Speeches in Parliament
Rachel Siewert 10 May 2011

Senator SIEWERT (Western Australia—Australian Greens Whip) (13:26):  The Families, Housing, Community Services and Indigenous Affairs and Other Legislation Amendment (Budget and Other Measures) Bill 2010 is a bit of a grab bag of miscellaneous measures with certain schedules in and then out, in and then out.

However, I will limit my comments to those schedules that we are debating. The Greens particularly welcome the amendments to the special disability trusts, believing that this is a very important mechanism that enables parents of children with a disability to put in place provisions to make them feel more comfortable that their children will be looked after when they are no longer there. I have been particularly supportive of and continue to support special disability trusts. I was an active participant in the Senate Standing Committee on Community Affairs inquiry that took place several years ago looking into them. Having said that, I am also aware that trusts are available only to a certain number of people and that we need to be putting in place, as Senator Boyce has just said, a range of other measures to ensure that those living with a disability are supported.

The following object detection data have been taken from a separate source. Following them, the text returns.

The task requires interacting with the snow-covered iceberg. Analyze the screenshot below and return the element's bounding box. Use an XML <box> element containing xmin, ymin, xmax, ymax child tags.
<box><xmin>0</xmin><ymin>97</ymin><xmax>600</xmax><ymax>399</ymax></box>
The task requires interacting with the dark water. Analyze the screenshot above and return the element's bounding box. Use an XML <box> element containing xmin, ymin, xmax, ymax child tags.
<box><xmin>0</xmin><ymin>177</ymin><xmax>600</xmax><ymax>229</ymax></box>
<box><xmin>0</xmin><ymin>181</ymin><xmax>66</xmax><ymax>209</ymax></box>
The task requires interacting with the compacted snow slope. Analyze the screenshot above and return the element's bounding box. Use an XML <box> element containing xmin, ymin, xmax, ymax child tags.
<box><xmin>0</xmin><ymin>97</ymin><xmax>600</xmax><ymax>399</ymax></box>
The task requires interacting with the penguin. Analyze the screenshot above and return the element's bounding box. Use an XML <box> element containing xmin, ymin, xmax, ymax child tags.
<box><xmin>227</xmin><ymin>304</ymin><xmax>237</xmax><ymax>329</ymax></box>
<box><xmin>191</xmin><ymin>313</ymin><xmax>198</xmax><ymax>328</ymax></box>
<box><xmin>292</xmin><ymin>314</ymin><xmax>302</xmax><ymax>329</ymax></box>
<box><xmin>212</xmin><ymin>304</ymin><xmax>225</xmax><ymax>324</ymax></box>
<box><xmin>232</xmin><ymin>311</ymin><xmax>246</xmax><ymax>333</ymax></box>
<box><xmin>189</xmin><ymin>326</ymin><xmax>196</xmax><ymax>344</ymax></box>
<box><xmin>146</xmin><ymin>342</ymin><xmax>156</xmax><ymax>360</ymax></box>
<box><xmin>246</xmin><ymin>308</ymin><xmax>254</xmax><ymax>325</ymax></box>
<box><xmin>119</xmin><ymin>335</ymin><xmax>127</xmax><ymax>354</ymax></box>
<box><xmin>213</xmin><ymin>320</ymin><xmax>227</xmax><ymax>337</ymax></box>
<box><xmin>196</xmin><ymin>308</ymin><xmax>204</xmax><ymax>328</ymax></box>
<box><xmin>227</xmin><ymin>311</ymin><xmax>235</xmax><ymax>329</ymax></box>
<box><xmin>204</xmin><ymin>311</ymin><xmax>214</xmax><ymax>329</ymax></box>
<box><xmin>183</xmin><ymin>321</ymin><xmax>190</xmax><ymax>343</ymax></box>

We will be supporting the amendments the government has put in place. They were raised very substantially through the committee inquiry and I think they will make the trusts much more usable for those that have established them and for those that intend to establish them. As Senator Boyce also highlighted, because of some of the barriers in the current legislation, people have not been setting up special disability trusts and we hope that these provisions will enable people to use that mechanism much more effectively and efficiently. 

Having said that, the government is aware that there is unfinished business on the trusts and more needs to be done. I know that in many states, particularly in my home state of Western Australia, there are people that are deeply concerned that they have already established accommodation for their son or daughter and are not able then to transfer that accommodation, those homes, into the trusts. I understand the government's nervousness about that and the belief that this would open up areas for other trusts. However, these people need our support. These people are trying to do the right thing and set up provisions to look after their son or daughter and we need to find a way to facilitate that. I for one will keep pushing until we do find a mechanism to transfer those homes—because they are people's homes—into the trusts. In Western Australia, parents are very worried that they are going to start hitting issues around asset tests et cetera. We believe more work needs to be done, so the government has a pass but 'can improve'.

We look forward to the government's looking at some of those other issues to enable the special disability trust provisions to be as effective as possible. The Greens joined with many people, including the coalition, to express our concerns with the government's original provisions under schedule 2 of this legislation. We were concerned that the provisions that dealt with the issues of change in the portability of the DSP payments would adversely affect a number of people where carers have to travel overseas for work purposes, so we are pleased that the government has now circulated amendments to this. We had serious concerns about the ramifications of the changes to the portability arrangements for recipients, particularly of course for those who are caring for somebody with severe disability who is dependent on a family carer. We had submissions from carers who are required to reside overseas for long periods. As we know, that schedule was referred to the Senate Standing Committees on Community Affairs and there was a report tabled on it.

As I said, I am glad to see that the issues arising from that have been dealt with by the government. However, we do still have some concerns that there will be people whose carers need to travel overseas for other, very legitimate reasons and not necessarily just for paid work. For example, they may already be caring for somebody in Australia but have to travel overseas for extended periods to look after sick or elderly parents or to pursue higher education. We are glad to see that the amendments now refer to carers who are family members. We believe this has brought them into the definition of the guardianship orders and better recognises family care arrangements that can be complex and often fragile.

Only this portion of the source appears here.